IATH fellows whose ongoing research will be directly involved in this project include:

 

Ed Ayers et al., Valley of the Shadow

David Blair, WaxWeb

John Dobbins, Kirk Martini et al., The Pompeii Forum Project

Morris Eaves, Robert Essick, Joseph Viscomi, The Blake Archive

Lavahn Hoh, The Circus in Europe and America 

Jerome McGann, The Rossetti Archive

Michael Levenson et al., Monuments and Dust (Victorian London)

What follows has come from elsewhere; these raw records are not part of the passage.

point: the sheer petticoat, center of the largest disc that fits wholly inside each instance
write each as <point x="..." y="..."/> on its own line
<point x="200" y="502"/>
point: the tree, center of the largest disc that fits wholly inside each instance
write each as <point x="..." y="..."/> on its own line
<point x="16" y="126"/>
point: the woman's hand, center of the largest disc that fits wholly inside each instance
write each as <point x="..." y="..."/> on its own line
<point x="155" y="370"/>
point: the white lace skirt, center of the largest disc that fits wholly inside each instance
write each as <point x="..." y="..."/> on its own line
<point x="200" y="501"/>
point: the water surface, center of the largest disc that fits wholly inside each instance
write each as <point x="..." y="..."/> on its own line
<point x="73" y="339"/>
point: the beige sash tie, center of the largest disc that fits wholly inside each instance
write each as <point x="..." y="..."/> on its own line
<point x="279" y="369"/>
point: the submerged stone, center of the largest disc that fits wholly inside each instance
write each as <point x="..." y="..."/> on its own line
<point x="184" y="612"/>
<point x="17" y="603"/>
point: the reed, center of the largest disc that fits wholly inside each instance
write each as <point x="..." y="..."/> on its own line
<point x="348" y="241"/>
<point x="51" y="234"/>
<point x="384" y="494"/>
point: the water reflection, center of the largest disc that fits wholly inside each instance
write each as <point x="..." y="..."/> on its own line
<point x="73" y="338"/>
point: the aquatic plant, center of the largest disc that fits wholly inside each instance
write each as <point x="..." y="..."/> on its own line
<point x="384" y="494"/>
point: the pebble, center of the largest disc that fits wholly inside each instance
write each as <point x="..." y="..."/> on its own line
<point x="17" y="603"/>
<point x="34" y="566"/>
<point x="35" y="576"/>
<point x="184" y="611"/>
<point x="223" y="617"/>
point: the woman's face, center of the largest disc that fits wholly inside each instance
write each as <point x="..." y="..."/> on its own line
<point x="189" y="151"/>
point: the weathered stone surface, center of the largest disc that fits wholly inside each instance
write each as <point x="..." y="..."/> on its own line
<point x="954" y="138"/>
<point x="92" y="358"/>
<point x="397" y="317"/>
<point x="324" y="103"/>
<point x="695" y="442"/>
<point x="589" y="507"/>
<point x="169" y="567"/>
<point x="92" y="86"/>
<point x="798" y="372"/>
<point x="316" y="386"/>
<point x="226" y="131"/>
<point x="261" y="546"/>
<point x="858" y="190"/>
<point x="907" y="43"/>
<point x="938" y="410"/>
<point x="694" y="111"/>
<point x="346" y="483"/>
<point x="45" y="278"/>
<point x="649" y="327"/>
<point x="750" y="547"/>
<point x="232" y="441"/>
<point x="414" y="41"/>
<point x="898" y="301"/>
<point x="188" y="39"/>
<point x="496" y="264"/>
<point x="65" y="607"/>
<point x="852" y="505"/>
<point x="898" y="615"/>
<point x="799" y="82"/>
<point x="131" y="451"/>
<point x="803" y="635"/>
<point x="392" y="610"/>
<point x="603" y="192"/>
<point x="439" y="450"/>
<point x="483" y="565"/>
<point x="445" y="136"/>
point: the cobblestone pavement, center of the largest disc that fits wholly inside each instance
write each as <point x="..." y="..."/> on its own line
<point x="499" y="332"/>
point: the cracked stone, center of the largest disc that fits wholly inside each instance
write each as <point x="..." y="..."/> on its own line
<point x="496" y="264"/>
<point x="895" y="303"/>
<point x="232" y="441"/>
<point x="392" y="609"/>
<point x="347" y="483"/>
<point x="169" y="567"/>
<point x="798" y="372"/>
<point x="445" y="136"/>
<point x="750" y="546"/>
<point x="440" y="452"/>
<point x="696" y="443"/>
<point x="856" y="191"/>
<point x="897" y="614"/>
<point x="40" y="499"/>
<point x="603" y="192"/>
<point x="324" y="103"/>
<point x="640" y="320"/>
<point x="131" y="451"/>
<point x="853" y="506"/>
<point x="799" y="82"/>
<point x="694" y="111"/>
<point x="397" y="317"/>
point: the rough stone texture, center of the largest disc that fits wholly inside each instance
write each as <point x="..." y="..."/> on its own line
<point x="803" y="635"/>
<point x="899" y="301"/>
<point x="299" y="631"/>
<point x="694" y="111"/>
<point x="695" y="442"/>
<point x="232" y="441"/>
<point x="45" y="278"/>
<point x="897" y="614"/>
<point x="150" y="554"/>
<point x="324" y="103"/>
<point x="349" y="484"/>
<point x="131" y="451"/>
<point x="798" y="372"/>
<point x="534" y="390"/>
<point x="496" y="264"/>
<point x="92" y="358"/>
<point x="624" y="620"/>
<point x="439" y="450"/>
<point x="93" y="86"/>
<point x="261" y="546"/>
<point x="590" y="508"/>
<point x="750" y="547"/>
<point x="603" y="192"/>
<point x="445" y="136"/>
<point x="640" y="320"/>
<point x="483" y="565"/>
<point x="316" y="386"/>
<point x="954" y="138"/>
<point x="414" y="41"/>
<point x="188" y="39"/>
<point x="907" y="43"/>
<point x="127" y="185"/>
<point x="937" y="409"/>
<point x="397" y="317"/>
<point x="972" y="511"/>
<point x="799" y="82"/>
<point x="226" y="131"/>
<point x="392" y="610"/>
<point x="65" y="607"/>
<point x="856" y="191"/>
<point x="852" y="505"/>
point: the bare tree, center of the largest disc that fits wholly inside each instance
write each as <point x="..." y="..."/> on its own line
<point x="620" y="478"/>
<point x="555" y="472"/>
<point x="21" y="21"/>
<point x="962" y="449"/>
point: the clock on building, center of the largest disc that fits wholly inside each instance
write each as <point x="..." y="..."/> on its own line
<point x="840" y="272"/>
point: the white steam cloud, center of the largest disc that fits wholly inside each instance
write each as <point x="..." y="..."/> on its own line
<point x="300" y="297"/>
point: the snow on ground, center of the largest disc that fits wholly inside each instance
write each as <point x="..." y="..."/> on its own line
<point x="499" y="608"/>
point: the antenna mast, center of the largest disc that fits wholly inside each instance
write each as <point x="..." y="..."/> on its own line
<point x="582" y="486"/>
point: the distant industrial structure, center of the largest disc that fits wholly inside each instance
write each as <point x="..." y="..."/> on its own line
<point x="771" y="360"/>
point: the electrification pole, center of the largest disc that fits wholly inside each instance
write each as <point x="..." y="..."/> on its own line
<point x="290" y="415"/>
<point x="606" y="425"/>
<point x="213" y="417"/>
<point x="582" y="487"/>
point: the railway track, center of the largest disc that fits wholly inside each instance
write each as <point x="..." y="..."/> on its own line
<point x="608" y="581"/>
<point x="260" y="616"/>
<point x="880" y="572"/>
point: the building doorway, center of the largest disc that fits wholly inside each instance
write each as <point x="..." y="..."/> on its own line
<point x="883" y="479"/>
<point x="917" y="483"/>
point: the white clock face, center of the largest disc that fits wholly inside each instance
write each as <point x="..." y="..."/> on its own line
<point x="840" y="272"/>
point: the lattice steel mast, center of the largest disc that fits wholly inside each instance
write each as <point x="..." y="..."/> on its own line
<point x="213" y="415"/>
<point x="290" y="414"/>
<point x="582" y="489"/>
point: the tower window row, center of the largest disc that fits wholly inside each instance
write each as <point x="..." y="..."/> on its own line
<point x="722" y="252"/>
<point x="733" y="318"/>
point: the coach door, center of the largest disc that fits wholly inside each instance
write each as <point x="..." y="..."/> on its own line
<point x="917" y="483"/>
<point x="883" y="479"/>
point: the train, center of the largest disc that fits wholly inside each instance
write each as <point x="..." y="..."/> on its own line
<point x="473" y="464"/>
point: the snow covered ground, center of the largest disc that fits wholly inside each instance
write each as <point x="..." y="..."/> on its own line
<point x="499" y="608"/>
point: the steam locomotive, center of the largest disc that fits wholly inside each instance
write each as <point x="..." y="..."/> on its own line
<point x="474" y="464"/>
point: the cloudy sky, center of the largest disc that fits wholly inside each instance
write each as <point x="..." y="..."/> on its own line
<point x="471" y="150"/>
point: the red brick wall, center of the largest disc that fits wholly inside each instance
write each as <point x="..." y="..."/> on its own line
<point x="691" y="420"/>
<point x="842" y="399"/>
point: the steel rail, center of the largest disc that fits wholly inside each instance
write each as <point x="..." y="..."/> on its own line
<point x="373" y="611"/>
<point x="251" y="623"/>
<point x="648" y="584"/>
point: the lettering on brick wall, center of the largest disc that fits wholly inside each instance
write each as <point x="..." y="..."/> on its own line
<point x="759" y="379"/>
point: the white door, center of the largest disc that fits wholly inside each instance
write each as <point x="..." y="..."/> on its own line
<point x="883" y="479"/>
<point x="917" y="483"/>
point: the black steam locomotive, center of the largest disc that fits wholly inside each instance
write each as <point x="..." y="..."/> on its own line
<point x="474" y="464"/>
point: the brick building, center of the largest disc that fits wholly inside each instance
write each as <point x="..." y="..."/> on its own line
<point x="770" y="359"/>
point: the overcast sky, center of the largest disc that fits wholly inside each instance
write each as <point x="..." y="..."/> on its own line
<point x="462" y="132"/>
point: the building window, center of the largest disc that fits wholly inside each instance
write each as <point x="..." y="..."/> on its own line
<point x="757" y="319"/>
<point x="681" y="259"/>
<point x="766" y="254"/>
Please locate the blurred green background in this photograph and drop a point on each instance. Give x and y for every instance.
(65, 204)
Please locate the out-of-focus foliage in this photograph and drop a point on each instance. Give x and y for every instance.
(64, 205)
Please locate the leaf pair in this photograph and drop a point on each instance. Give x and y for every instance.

Kathy Poole, Boston Back Bay Fens

Ken Price et al., Walt Whitman Archive

Ben Ray, The Salem Witch Trials

Katherine Rinne, Waters of the City of Rome

Marion Roberts, Salisbury Cathedral

Ken Schwartz, Charlottesville Urban Design

Richard Guy Wilson, Jefferson’s Architecture

 

Management Plan:

 

This project will be jointly managed by John Unsworth and Thornton Staples, with close cooperation among IATH personnel, faculty fellows, and library staff.  Fellows will provide digital objects (maps, photographs, models, etc.) and the metadata to accompany those objects, as well as some functional specifications for scholarly use of those objects.  The Digital Library Research and Development Group will work with IATH and its fellows to establish guidelines for the production of digital data and metadata to be collected and disseminated by library systems, and they will advise IATH and its fellows on the systems design and development issues that attend the adoption of information produced by IATH fellows.  IATH staff will support data production to agreed-upon standards, will consult with fellows and library staff on the specification of those standards, and will work with library staff to prototype the functionality requested and specified by the scholars who produce (and intend to use) the data. 

 

Work Plan:

 

Year One:            Primary objectives in the first half of this year will be hiring, training, and information-gathering (which would include external consultation as well as a thorough analysis of our own data and systems).  In the second half of the year, we will finalize a first version of the General Descriptive Modeling Scheme, while working with individual projects to establish and document standard procedures for producing descriptive, structural, and administrative metadata.

                       

Year Two:            In the second year, we will attempt to deposit information from the Waters of Rome, Boston Back Bay Fens, and the Pompeii Forum projects into the Digital Library, and we would experiment with Java applets provided via Fedora as disseminators for the comparison and analysis of visual art objects based on metadata, probably using projects on Blake, Rossetti, and Salisbury Cathedral.

 

Year Three:            In the third year, we will focus on the difficult issues involved in co-creation of scholarly resources, both technical and social.  We will experiment with multi-author/single version solutions (in the Valley project, Jefferson’s Architecture, and Victorian London), and we will also look at multi-author/multiple edition solutions (with some of the same projects, plus Whitman, Salem, and others).

Dissemination:

 

Information about the problems encountered and lessons learned in the experiments described here will be reported at the conferences that project participants normally attend—annual meetings of the Association of Research Libraries, the Research Libraries Group, the Digital Libraries Federation, the American Association of University Presses, the Modern Language Association, the Association for Computers in the Humanities, the Association for Literary and Linguistic Computing, the annual XML/SGML conference, the Markup Technologies conference; these results would be appropriate to publish in the journals associated with some of these professional associations as well.  Our presentations at these and other conferences would be supported in many cases by the travel portion of the budget.

 

In addition to these venues, the Web itself is obviously an important medium in which to publish project results and documentation—for example, Document Type Definitions, production manuals, best practices, and reports on our failures and successes.  Reusable technical products of the research such as DTDs or software will be freely distributed, updated, and documented through the Web.  Finally, the web-based content that is produced in the different scholarly projects that participate in this research can provide links to “how-to” information.